Does it have to be a test set?
- Loss function is independent of the choice of the underlying set. We can be applied onto any sets, e.g. training set, test set, some other set in the wild.
Bayesian interpretation
- If we assume the "model error" (a.k.a residual) $\varepsilon^{(j)} = y^{(j)} - {\boldsymbol{x}^{(j)}}^\top\boldsymbol{w}$ is a Guassian variable centered at 0 and ha ve an additional unknown parameter — precision of Guassian distribution — $\beta$. That is $\varepsilon^{(j)} \sim \mathcal N(0, \beta^{-1})$. Then we are able to write down the likelihood for each sample in the set. Multiplication over all the samples gives us the likelihood function. We want the likelihood to be as large as possible. That is called the $\textbf{M}$aximum $\textbf{L}$ikelihood $\textbf{E}$stimation (MLE). It turns out MLE under the Gaussian assumption of error is equivalent to least square.
Step 3: Solve the optimization problem on training set
If dataset is not too big, we can solve the problem directly, as there is actually an explicit solution to the problem.
Otherwise, we can rely on iterative methods ([steepest|conjugate] gradient descent, (quasi-)Newton), or even stochastic optimization methods.
Step 4: Evaluate the performance (on test set)
One obvious choice is to report the (mean) SSE on the test set. Or, we can report (mean) SSE on another test set.
Other Extensions:
Multiple Outputs
It is pretty straightforward to generalize single output ($y_i \in \mathbb R^1$) into multiple output ($\boldsymbol{y}_i \in \mathbb R^q$). Recall the single output model takes the form: $$ y \approx \boldsymbol{x}^\top \boldsymbol{w}. $$ In this case, one can view this multi-output problem as $q$ single-output sub-problems, which takes the form $$ \boldsymbol{y}\approx \boldsymbol{x}^\top \boldsymbol{W} $$ This is because the number of parameters $\boldsymbol{w}$ will also grow from $(p+1)$ to a matrix $\boldsymbol W$ of shape $(p+1)\times q$. They are independent of each other.
Change a basis
Can we build a model like below? $$ y = w_0 + w_1 \sin(x_1) + w_2 \tan(x_2) + w_3 \exp(x_3) + \cdots $$ Of course.
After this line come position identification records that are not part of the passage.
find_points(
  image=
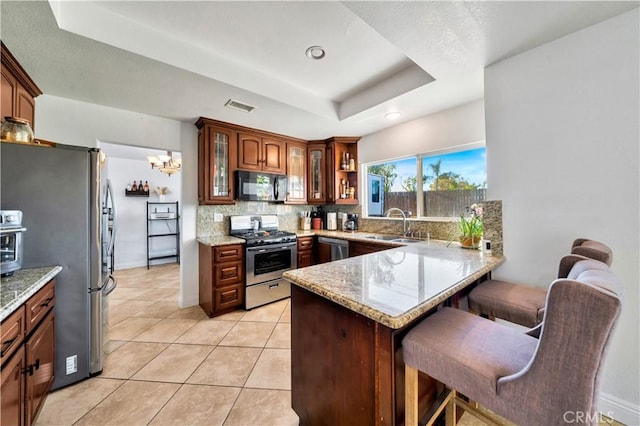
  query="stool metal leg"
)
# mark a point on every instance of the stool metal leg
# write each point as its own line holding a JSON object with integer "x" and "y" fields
{"x": 450, "y": 414}
{"x": 410, "y": 396}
This is not different from the simplist form at all. All we need to do is to change the data matrix $\mathbf X$ into a design matrix $\boldsymbol{\Phi} = \boldsymbol{\Phi}(\mathbf X)$. This somehow increases the ability to model non-linear behavior, but it is still a linear model in its parameters.
Regularization
We can add restrictions on the parameters, asking them to be not too large. Why would we do that? Well, if we can find important features affecting the target, that would be great!
Other than that, if the coefficients are too large, then the model could be very sensitive to the input, hence the "variance" is high. This is also an indication of overfitting.
What if the paramters are random varialbes themselves?
This is where Bayesian Linear Regression comes into the story.
or training set, for short. Strictly speaking, it is not a set, as it allows duplication. It's an ordered list.
which in this case $\nabla_{\boldsymbol{w}} (\frac12 \|\boldsymbol{\varepsilon}\|_2^2) = \mathbf X^\top (\mathbf X \boldsymbol{w} - \mathbf y) = -\mathbf X^\top \boldsymbol{\varepsilon}$, if $\boldsymbol{\varepsilon} = \mathbf y - \mathbf X \boldsymbol{w}$.